Solving for Velocity of Spring-Supported Mass

[CaptainSFS]

Homework Statement

A spring is stretched a distance of Dx = 40 cm beyond its relaxed length. Attached to the end of the spring is an block of mass m = 8 kg, which rests on a horizontal frictionless surface. A force of magnitude 20 N is required to hold the block at this position. The force is then removed.

Homework Equations

W=Fd

KE=(.5)(m)(v)^2

KE(final) - KE(initial) = W

The Attempt at a Solution

I first found work, which I calculated (20N)(.4m) = 8 J

Then I plugged it into: 8 J = (.5)(8kg)(0m/s) - (.5)(8kg)(v)^2

8 = 0 - 4(v)^2

I end up with -(sqrt(2)) or +(sqrt(2)), but neither of those are correct.
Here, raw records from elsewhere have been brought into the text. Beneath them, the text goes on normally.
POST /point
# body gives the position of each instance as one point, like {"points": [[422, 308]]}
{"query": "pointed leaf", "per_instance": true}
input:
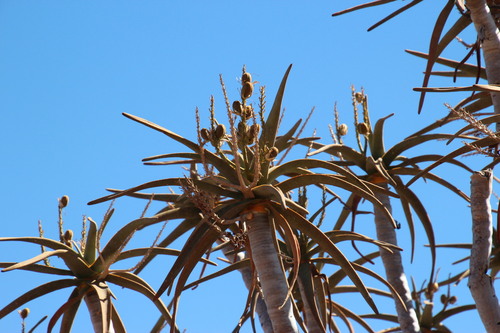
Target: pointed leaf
{"points": [[68, 309], [484, 142], [298, 222], [39, 291], [231, 268], [270, 192], [143, 288], [433, 47]]}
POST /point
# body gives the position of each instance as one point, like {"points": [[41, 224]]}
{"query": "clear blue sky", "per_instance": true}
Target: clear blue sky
{"points": [[69, 69]]}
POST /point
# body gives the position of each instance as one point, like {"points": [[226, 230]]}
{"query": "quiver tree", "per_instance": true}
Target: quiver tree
{"points": [[241, 198]]}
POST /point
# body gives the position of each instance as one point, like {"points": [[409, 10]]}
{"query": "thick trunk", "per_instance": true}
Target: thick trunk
{"points": [[246, 274], [480, 283], [394, 268], [272, 279], [489, 36]]}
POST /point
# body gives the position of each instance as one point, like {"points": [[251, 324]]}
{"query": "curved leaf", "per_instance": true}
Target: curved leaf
{"points": [[298, 222], [39, 291]]}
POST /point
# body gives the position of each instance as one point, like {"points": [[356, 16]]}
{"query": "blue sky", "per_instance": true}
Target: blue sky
{"points": [[69, 69]]}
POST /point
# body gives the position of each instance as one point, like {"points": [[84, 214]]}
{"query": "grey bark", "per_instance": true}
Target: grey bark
{"points": [[480, 283], [246, 274], [394, 268], [271, 276]]}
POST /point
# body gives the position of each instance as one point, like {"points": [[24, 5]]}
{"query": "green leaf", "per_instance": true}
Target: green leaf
{"points": [[305, 180], [231, 268], [282, 141], [298, 222], [362, 6], [441, 316], [39, 268], [152, 184], [39, 291], [117, 322], [74, 262], [347, 152], [143, 288], [199, 242], [270, 192], [474, 87], [484, 142], [180, 230], [394, 14], [433, 48], [153, 251], [98, 300], [68, 309], [50, 243], [414, 141], [467, 70]]}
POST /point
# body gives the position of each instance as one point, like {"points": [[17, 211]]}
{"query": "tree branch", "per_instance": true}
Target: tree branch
{"points": [[480, 283], [489, 37]]}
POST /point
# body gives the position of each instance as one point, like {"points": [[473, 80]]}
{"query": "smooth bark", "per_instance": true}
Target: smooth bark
{"points": [[312, 325], [246, 274], [271, 276], [394, 268], [480, 283]]}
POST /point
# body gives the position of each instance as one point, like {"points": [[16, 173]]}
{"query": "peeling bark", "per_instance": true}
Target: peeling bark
{"points": [[271, 276], [480, 283], [394, 268], [246, 274]]}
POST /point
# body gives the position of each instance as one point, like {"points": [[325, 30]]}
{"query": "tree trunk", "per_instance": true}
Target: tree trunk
{"points": [[271, 276], [480, 283], [394, 268], [489, 37], [246, 274]]}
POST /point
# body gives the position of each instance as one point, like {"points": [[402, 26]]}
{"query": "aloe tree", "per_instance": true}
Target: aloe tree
{"points": [[89, 273], [243, 196], [484, 16], [385, 167]]}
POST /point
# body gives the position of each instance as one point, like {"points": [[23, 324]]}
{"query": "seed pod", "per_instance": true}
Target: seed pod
{"points": [[359, 97], [248, 113], [68, 236], [253, 131], [24, 313], [205, 134], [246, 77], [363, 129], [220, 131], [246, 90], [237, 107], [271, 154], [63, 201], [342, 130]]}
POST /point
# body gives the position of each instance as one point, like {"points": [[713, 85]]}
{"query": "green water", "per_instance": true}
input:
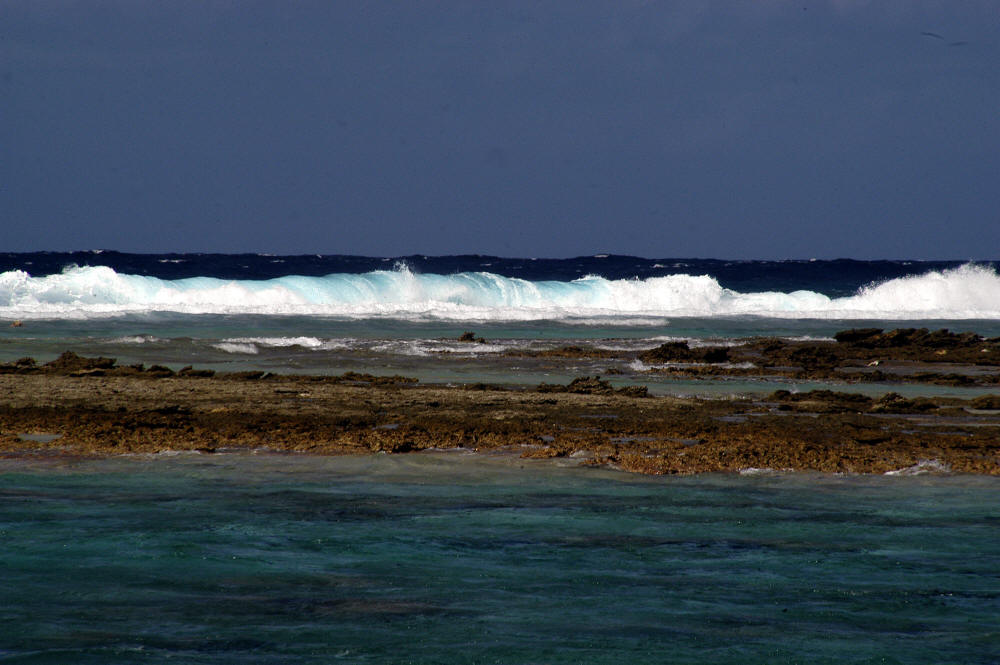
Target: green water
{"points": [[453, 558]]}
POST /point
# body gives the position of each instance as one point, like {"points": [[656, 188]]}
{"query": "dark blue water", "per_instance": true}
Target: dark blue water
{"points": [[437, 559], [835, 278]]}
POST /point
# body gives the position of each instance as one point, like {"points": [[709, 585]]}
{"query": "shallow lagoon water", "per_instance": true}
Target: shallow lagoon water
{"points": [[460, 558]]}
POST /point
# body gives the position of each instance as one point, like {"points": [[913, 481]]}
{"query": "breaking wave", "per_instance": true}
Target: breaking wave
{"points": [[966, 292]]}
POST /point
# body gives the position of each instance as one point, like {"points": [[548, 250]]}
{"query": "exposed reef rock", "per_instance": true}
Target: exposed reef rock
{"points": [[134, 410]]}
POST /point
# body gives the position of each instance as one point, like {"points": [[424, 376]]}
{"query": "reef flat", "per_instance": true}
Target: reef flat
{"points": [[77, 406]]}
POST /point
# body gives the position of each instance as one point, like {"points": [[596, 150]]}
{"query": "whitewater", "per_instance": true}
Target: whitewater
{"points": [[965, 292]]}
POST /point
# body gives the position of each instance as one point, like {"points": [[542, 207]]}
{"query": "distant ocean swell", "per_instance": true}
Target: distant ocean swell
{"points": [[965, 292]]}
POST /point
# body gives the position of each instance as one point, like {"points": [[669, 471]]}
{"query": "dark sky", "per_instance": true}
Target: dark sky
{"points": [[742, 129]]}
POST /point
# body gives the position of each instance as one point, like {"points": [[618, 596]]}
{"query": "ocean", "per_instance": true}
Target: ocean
{"points": [[404, 315], [461, 558]]}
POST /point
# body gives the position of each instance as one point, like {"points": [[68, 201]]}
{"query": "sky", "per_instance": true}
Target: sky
{"points": [[748, 129]]}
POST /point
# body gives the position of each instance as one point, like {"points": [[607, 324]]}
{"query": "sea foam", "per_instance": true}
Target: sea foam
{"points": [[966, 292]]}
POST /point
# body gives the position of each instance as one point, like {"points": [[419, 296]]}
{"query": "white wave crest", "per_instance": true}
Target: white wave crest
{"points": [[236, 347], [967, 292]]}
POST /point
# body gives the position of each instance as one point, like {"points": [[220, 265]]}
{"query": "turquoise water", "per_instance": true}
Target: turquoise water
{"points": [[454, 558]]}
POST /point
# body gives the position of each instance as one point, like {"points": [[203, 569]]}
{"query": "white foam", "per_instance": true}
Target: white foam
{"points": [[967, 292], [921, 468], [135, 339], [306, 342], [235, 347]]}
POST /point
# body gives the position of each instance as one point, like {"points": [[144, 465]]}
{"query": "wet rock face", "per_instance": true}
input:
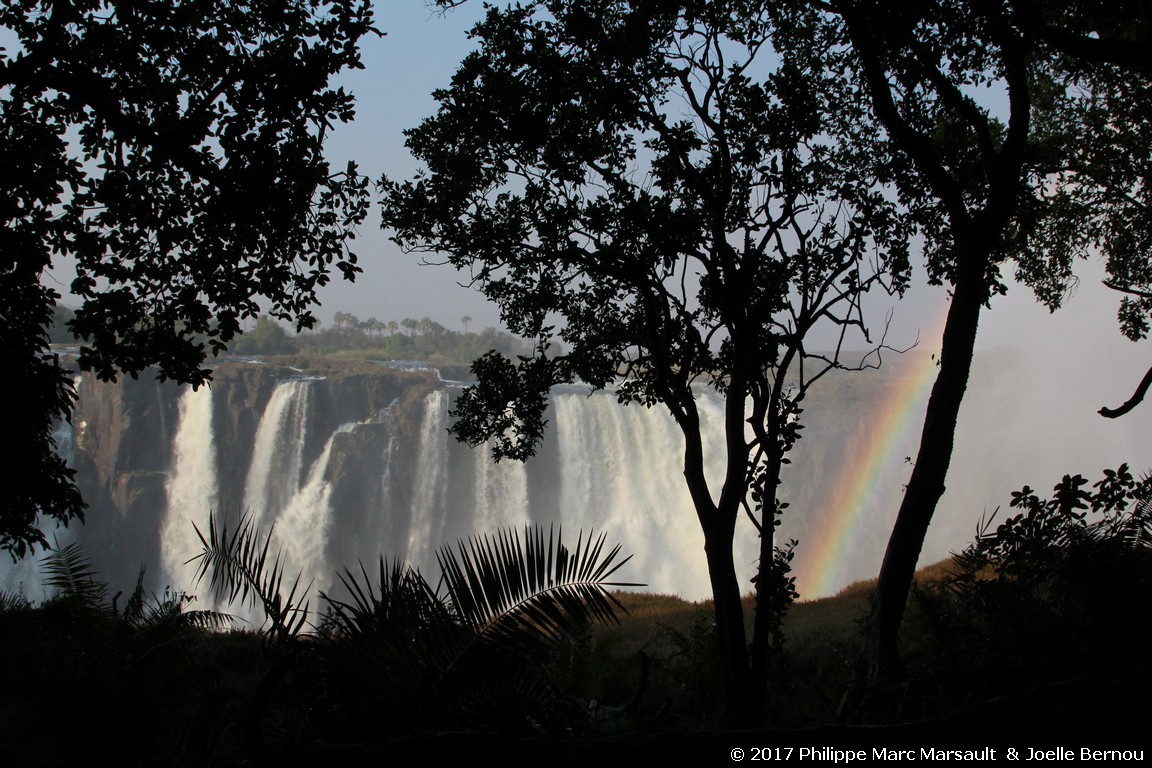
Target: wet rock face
{"points": [[123, 438]]}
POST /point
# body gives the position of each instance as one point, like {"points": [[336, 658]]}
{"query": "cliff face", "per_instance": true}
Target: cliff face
{"points": [[124, 439]]}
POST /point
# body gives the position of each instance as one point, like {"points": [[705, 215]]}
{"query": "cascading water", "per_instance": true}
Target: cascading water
{"points": [[191, 487], [274, 476], [360, 463]]}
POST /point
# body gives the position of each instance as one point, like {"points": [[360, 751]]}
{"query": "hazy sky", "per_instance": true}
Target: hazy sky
{"points": [[421, 52], [1070, 363]]}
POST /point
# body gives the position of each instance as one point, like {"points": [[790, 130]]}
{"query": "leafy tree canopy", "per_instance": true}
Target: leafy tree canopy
{"points": [[172, 152], [650, 184]]}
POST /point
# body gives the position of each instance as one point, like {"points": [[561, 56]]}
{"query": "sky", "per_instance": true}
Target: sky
{"points": [[1028, 418], [1031, 411]]}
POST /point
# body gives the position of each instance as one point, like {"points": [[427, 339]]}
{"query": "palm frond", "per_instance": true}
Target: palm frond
{"points": [[521, 592], [69, 573], [239, 568]]}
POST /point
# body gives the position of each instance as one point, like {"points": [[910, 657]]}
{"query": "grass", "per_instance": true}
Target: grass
{"points": [[128, 704]]}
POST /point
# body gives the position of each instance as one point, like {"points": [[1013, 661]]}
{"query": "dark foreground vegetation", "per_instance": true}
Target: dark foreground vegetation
{"points": [[1036, 631]]}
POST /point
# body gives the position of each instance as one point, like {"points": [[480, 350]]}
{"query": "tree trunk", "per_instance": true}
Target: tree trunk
{"points": [[879, 663], [740, 693]]}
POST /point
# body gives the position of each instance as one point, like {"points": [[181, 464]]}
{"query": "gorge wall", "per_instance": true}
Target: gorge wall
{"points": [[348, 461]]}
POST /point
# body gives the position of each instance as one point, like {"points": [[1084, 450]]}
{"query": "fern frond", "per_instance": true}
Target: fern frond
{"points": [[537, 590], [69, 573], [239, 568]]}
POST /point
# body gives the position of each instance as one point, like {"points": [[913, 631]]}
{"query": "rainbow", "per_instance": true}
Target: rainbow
{"points": [[851, 503]]}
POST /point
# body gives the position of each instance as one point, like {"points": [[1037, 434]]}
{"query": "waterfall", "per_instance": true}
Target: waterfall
{"points": [[427, 521], [301, 531], [341, 477], [274, 476], [191, 487], [621, 471]]}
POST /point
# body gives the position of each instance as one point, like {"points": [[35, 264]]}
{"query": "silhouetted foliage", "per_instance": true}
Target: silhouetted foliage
{"points": [[173, 154], [475, 652], [1053, 593], [646, 184]]}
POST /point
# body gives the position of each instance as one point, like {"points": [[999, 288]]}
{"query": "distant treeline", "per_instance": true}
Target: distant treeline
{"points": [[412, 340], [407, 340]]}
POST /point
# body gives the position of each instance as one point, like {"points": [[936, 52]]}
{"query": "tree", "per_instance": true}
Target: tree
{"points": [[964, 175], [173, 153], [646, 184], [1100, 147], [267, 337], [985, 189]]}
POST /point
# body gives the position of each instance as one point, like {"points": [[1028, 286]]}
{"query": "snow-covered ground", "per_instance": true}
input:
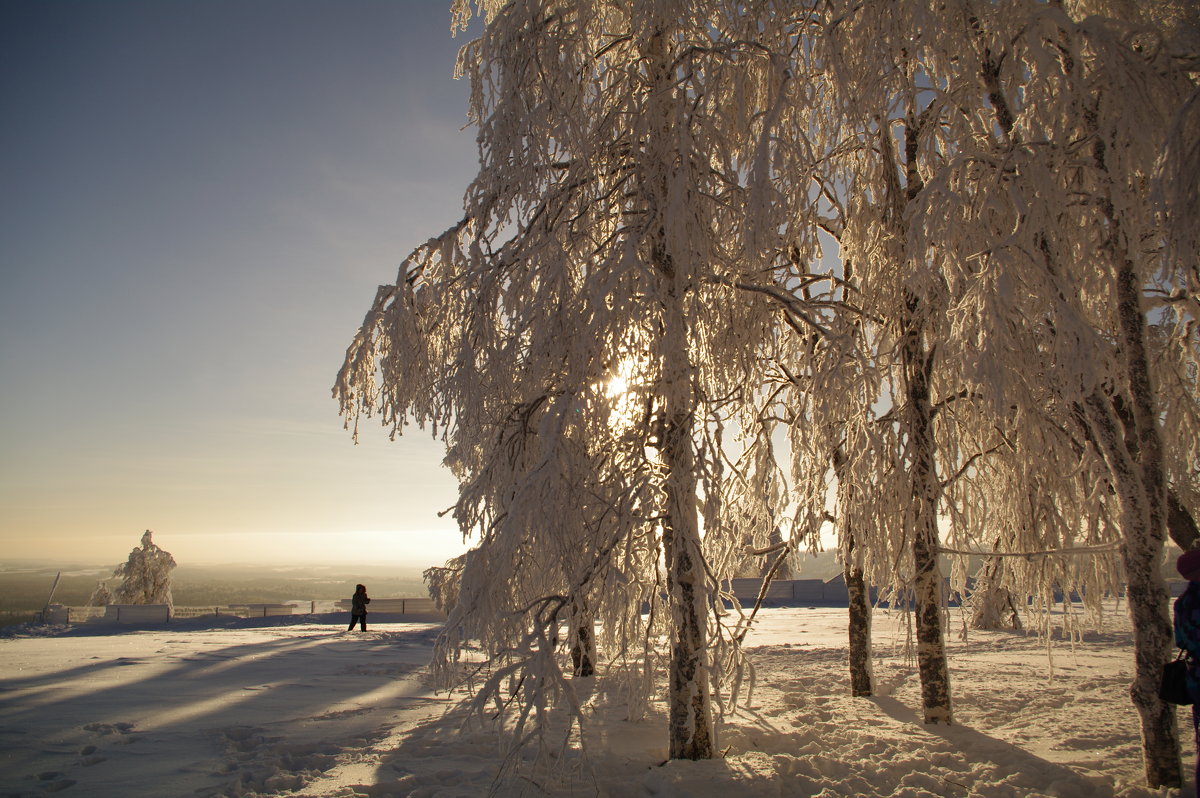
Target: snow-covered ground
{"points": [[276, 707]]}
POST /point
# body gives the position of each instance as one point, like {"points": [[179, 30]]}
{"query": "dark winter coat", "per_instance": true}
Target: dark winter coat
{"points": [[1187, 634]]}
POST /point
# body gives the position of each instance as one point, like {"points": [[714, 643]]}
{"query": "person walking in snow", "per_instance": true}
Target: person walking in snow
{"points": [[359, 603], [1187, 635]]}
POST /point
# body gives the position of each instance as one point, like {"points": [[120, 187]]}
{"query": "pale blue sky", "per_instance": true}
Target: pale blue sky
{"points": [[197, 202]]}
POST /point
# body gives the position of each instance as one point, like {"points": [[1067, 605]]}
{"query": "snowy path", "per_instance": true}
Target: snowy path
{"points": [[307, 711], [205, 712]]}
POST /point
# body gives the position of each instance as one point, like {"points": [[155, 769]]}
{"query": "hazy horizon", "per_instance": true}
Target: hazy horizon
{"points": [[199, 201]]}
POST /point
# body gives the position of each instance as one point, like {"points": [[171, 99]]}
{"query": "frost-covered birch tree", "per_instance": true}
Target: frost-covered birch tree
{"points": [[619, 227], [145, 575], [1039, 227]]}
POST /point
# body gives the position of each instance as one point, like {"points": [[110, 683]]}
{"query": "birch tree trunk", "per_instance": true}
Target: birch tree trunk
{"points": [[688, 694], [935, 677], [1141, 493], [861, 682], [859, 633]]}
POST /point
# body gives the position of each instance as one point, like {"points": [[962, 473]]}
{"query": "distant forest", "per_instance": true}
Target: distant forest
{"points": [[24, 591]]}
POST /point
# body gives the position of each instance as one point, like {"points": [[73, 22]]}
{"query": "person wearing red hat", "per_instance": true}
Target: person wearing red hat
{"points": [[1187, 636]]}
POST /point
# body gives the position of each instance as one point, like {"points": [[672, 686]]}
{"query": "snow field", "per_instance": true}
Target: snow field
{"points": [[281, 708]]}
Any ideas with what I am doing wrong?

 

[Galileo's Ghost]

Keep in mind that the spring exerts a force of 20 N only when the spring is stretched to 40 cm. Think about how much force the spring would exert if the block were at the equilibrium position (its relaxed position). The force is not constant during the motion from the 40 cm mark to the relaxed position.

 

[CaptainSFS]

oh, how would i calculate the velocity then, if it's not 20 N when it returns? or if i use the same formula (KE(final) - KE(initial) = W), how would I calculate that Work?

 

[Galileo's Ghost]

Consider the average force on the block when determining the Work done on it from the spring.

 

[CaptainSFS]

oh alright thanks. I see now, that was easier than I was thinking. thanks!